Diego Magalhaes with his mother, Sirley Silveira Paixao, an asylum seeker from Brazil, after the 10-year-old boy was released from an immigration detention center. (Charles Rex Arbogast/AP)

WHEN THE Trump administration, in May, embarked on its “zero tolerance” imbroglio, ensuring that toddlers, tweens and teens would be removed from their parents, White House Chief of Staff John F. Kelly was asked by NPR whether the policy might be heartless. “I wouldn’t put it quite that way,” Mr. Kelly replied soothingly. “The children will be taken care of — put into foster care or whatever.”

Whatever.

Now, as the government scrambles to comply with a judge’s order to reunite nearly 3,000 children with their parents by July 26, a sharper image has emerged of the cruelty to which those children were subjected. Notwithstanding Mr. Kelly’s assurances, the truth is that, for many children, detention without their parents is a dystopian detour into the pages of “Oliver Twist.”

Kindergartners and other small children prone to meltdowns have been repeatedly injected — presumably with tranquilizers — by staff at the shelters where they have been confined.
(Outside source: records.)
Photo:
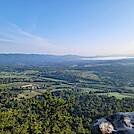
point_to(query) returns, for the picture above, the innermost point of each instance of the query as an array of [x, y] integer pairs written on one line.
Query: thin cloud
[[14, 35]]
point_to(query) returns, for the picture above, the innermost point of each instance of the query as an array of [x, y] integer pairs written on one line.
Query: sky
[[60, 27]]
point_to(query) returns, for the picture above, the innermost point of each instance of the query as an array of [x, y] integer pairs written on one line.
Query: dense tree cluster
[[70, 112]]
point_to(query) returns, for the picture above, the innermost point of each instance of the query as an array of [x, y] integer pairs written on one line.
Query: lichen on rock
[[118, 123]]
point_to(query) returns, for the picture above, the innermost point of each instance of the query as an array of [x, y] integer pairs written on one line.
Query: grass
[[90, 89]]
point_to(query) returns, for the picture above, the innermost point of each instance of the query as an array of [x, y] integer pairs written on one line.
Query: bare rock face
[[119, 123]]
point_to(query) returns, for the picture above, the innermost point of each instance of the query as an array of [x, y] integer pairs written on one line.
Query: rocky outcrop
[[119, 123]]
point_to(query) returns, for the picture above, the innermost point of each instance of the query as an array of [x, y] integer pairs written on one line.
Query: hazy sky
[[82, 27]]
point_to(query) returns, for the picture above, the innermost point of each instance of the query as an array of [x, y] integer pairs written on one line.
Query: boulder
[[118, 123]]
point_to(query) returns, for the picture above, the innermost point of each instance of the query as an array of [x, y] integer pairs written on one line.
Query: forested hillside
[[65, 98]]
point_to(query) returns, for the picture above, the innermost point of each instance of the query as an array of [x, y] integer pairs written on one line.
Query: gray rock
[[119, 123]]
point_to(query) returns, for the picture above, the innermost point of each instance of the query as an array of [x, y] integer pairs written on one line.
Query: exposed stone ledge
[[119, 123]]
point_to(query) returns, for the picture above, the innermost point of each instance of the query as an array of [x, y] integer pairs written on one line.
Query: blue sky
[[80, 27]]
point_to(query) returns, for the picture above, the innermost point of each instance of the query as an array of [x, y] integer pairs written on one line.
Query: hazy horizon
[[86, 28]]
Children live in terror of punishment, which is regularly threatened by staff, should hidden cameras record any misconduct.

Whatever.

Harrowing details of the conditions in which some children were confined were gleaned in interviews conducted recently by The Post’s Michael E. Miller. His stunning article did not come marked with a warning that it might upset parents, children or other human beings who chanced to read it, but it might well have.

A 10-year-old Brazilian boy, Diego Magalhaes, who was held in a shelter in Chicago, said he was made to clean out toilets — without gloves, he noted. Another Brazilian boy, Diogo De Olivera Filho, who turned 9 while in custody at the same shelter, was warned by staffers of the consequences of oversleeping. “They told me, ‘If you keep doing that, you’re going to have to stay here until you’re 18,’ ” he said.

Children were warned not to touch one another, and keep at arm’s distance from others, even if they were brother and sister. They were shouted at, sometimes by caregivers who spoke only English. Birthdays passed unremarked and uncelebrated. Phone conversations with their mothers and fathers were infrequent, if they happened at all.

Whatever.

One child said he attended classes that were unintelligible — the material was intended for older children. A second-grader said boys and girls, kept separated, would be punished if they approached one another. When children fell sick, they were isolated in a room with little to occupy them. Sandy Gonzalez, an 8-year-old Guatemalan girl, said her only diversion when she came down with conjunctivitis, and was isolated from other children at a shelter in Texas, was a memory game with cards. The only other available game was checkers — “and that was for two people, so I couldn’t play,” she said.

Now we know what Mr. Kelly meant by “whatever.” He meant that whatever neglect, whatever fear and whatever ill treatment to which children were subjected were the means by which the administration would justify its goal of deterring future migrants. Not surprisingly, most Americans — and a federal judge — have rejected Mr. Kelly’s callous view. But the damage, to children, their families and U.S. prestige, has been done — and continues to be inflicted on thousands of children who remain separated from their parents to this day.